I love to commute by longboard whenever time and the day’s activities permit. It feels amazing to arrive at the shop each day with a smile on my face after carving up the streets on my way to work. At the end of the workday before transitioning from “longboard maker” to “dad / husband”, the cruise home provides a critical mental wind down.
Before you grab your longboard and rush off to school or work tomorrow, there are a few things to consider ensuring a smooth, safe and stoke-filled commute.
Trust us on this, commuting on a longboard is a bit different than heading out for your regular Saturday rip with friends.
Here are some key considerations…
- Your Route – Identifying a safe longboarding route is critical. Organize your route to minimize time on traffic congested streets. Look for streets with dedicated bike / skate paths, greenways, parks, etc. to travel on for a fun and safe commute.
- Commuting Time – In some cases, longboarding is a quicker way to commute (thank you NYC traffic), but often it may take a little longer than driving or taking mass transit. Planning for this is important so you aren’t late to an important class or work!

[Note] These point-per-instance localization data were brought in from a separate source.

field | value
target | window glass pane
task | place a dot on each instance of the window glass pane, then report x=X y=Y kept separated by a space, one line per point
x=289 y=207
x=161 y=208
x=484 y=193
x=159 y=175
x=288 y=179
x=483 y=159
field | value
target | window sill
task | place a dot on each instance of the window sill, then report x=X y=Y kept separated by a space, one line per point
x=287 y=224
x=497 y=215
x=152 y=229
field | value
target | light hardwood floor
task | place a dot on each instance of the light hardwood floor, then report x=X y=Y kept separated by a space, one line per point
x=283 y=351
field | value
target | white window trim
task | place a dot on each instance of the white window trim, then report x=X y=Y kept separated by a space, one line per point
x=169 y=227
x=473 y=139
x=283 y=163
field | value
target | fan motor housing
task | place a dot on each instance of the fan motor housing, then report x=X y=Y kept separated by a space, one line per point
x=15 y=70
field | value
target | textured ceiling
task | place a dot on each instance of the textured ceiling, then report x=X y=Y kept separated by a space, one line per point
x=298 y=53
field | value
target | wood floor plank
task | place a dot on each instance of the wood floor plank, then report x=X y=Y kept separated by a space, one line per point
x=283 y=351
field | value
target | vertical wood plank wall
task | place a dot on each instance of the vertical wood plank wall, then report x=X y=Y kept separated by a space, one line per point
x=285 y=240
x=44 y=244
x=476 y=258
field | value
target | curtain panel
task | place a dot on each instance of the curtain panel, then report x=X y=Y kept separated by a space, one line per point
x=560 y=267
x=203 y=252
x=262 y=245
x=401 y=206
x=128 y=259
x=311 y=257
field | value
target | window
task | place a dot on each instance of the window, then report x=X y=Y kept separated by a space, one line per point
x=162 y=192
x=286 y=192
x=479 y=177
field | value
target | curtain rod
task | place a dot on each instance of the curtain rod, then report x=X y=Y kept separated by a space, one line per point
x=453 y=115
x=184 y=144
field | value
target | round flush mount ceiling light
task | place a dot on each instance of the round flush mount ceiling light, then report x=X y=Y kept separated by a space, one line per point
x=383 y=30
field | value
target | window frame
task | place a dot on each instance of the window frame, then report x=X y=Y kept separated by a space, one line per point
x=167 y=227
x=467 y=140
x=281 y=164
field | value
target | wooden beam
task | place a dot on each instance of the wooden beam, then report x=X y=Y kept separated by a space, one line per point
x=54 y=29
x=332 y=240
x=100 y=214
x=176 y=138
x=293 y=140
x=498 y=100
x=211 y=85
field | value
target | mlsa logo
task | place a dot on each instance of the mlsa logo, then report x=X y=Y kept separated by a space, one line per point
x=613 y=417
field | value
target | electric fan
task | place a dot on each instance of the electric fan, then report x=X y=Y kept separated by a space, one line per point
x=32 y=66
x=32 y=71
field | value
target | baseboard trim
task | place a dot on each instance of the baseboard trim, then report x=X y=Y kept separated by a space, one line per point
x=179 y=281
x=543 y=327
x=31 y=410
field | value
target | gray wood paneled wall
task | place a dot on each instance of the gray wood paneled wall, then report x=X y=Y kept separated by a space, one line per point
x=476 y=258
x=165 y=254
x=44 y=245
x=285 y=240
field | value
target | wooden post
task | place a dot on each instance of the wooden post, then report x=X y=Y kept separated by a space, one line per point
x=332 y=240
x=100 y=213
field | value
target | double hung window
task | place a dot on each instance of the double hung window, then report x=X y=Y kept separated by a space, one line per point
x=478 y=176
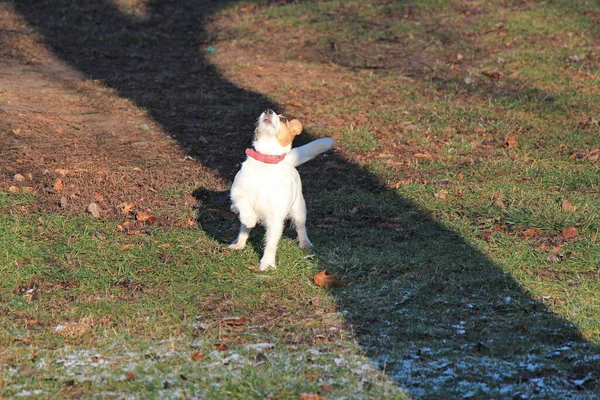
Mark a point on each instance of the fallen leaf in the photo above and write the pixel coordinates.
(130, 376)
(553, 258)
(441, 194)
(531, 232)
(494, 76)
(568, 206)
(326, 388)
(569, 233)
(58, 185)
(323, 280)
(94, 210)
(235, 321)
(310, 396)
(146, 217)
(18, 178)
(423, 156)
(311, 376)
(221, 347)
(197, 356)
(510, 141)
(125, 207)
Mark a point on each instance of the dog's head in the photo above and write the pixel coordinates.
(272, 125)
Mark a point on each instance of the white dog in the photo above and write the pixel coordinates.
(267, 189)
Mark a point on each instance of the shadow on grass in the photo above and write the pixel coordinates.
(433, 312)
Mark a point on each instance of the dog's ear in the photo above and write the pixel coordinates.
(295, 127)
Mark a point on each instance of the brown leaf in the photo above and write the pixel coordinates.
(221, 347)
(130, 376)
(494, 76)
(531, 232)
(553, 258)
(326, 388)
(125, 207)
(510, 141)
(569, 233)
(146, 217)
(310, 396)
(423, 156)
(323, 280)
(311, 376)
(568, 206)
(235, 321)
(441, 194)
(94, 210)
(197, 356)
(58, 185)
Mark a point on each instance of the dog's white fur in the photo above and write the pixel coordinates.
(271, 193)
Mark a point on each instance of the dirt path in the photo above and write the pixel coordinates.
(65, 136)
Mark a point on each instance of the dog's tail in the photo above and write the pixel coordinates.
(302, 154)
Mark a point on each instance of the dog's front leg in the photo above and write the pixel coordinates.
(274, 231)
(240, 242)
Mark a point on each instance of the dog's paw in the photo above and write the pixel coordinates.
(305, 244)
(248, 221)
(237, 246)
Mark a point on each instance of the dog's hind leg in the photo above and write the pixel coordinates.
(298, 215)
(240, 242)
(274, 231)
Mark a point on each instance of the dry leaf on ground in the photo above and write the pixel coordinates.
(58, 185)
(323, 280)
(510, 141)
(310, 396)
(235, 321)
(94, 210)
(125, 207)
(569, 233)
(198, 355)
(531, 232)
(568, 206)
(145, 216)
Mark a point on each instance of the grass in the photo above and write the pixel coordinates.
(462, 280)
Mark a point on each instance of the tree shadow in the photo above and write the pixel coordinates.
(435, 314)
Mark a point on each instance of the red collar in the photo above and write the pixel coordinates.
(267, 159)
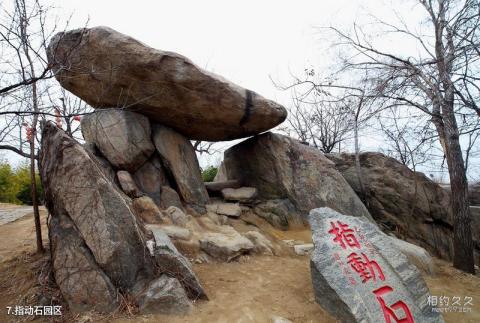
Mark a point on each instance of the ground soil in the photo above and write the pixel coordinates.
(253, 289)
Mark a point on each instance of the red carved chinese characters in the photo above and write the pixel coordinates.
(365, 267)
(368, 270)
(343, 235)
(389, 312)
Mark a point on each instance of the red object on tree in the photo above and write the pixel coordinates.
(365, 267)
(389, 312)
(343, 235)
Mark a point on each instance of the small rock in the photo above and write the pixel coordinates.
(164, 295)
(169, 197)
(177, 216)
(145, 208)
(175, 232)
(417, 255)
(172, 262)
(303, 249)
(242, 194)
(279, 319)
(128, 184)
(229, 209)
(225, 246)
(261, 244)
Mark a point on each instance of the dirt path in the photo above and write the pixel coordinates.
(12, 212)
(251, 290)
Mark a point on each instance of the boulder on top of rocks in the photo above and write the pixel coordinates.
(281, 167)
(123, 137)
(179, 158)
(402, 201)
(228, 209)
(359, 275)
(225, 246)
(108, 69)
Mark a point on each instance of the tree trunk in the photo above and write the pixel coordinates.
(463, 257)
(33, 187)
(358, 167)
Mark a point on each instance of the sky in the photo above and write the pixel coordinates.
(248, 42)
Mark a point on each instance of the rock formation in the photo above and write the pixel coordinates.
(401, 201)
(359, 275)
(282, 168)
(99, 245)
(110, 70)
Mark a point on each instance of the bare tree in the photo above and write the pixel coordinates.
(24, 86)
(441, 81)
(318, 123)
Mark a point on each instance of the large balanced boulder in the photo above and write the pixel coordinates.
(108, 69)
(281, 167)
(402, 201)
(359, 275)
(179, 158)
(122, 137)
(99, 245)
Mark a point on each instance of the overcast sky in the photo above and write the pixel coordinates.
(248, 42)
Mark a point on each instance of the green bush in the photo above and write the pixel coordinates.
(209, 173)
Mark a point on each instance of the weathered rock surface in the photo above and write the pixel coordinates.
(225, 246)
(150, 177)
(358, 275)
(175, 232)
(82, 282)
(303, 249)
(101, 162)
(281, 167)
(179, 158)
(169, 197)
(216, 187)
(177, 216)
(418, 256)
(108, 69)
(279, 213)
(228, 209)
(76, 186)
(242, 194)
(401, 201)
(164, 295)
(128, 184)
(172, 263)
(261, 244)
(221, 175)
(145, 208)
(99, 246)
(122, 137)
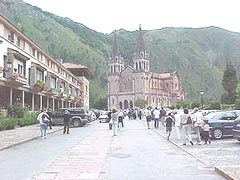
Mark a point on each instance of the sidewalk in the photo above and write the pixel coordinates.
(20, 135)
(229, 172)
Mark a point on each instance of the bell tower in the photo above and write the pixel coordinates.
(140, 61)
(115, 68)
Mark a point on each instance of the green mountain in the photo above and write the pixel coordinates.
(199, 55)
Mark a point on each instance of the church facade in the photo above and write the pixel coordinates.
(128, 84)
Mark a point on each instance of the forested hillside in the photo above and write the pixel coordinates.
(199, 55)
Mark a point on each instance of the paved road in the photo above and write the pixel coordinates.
(136, 153)
(140, 153)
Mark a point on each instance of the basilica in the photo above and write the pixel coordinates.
(126, 84)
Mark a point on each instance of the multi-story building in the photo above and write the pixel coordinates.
(31, 77)
(127, 84)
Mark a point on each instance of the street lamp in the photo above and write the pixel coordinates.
(201, 93)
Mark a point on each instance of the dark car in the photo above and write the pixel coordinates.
(79, 116)
(236, 129)
(221, 123)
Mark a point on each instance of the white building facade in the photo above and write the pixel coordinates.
(31, 77)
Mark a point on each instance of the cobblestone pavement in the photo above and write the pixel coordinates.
(222, 154)
(83, 161)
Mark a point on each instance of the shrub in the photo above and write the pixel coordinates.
(195, 104)
(17, 111)
(6, 124)
(215, 105)
(10, 123)
(237, 104)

- Board Selection – When selecting the best board for your commute, there are a few things to consider.
- the route you will take (is it flat, hilly, downhill in both directions, etc.)
- will you need to commute partially on mass transit (train, subway, ferry or bus)
- will you need to carry your longboard for part of the commute where you may not be able to skate legally or safely
- where will you store / secure your longboard at your destination
- what do you need to carry with you while commuting (a laptop, books, a trombone, etc.) and how will you carry that stuff
- There are probably more things specific to you, where you live or what you are commuting to, so take a minute and consider those things
- Practice Your Commute – This may sound strange, but when commuting to school or work, you are likely carrying a bag with whatever you need for the day. If you don’t regularly longboard with a bag or the extra weight, your point of balance may change. This can impact your normal flow on a longboard. To commute comfortably and safely, you may have to change how you carry your stuff (or carry less stuff).
As always, make sure you wear your protective gear when you commute. Don’t worry, helmet hair looks cool.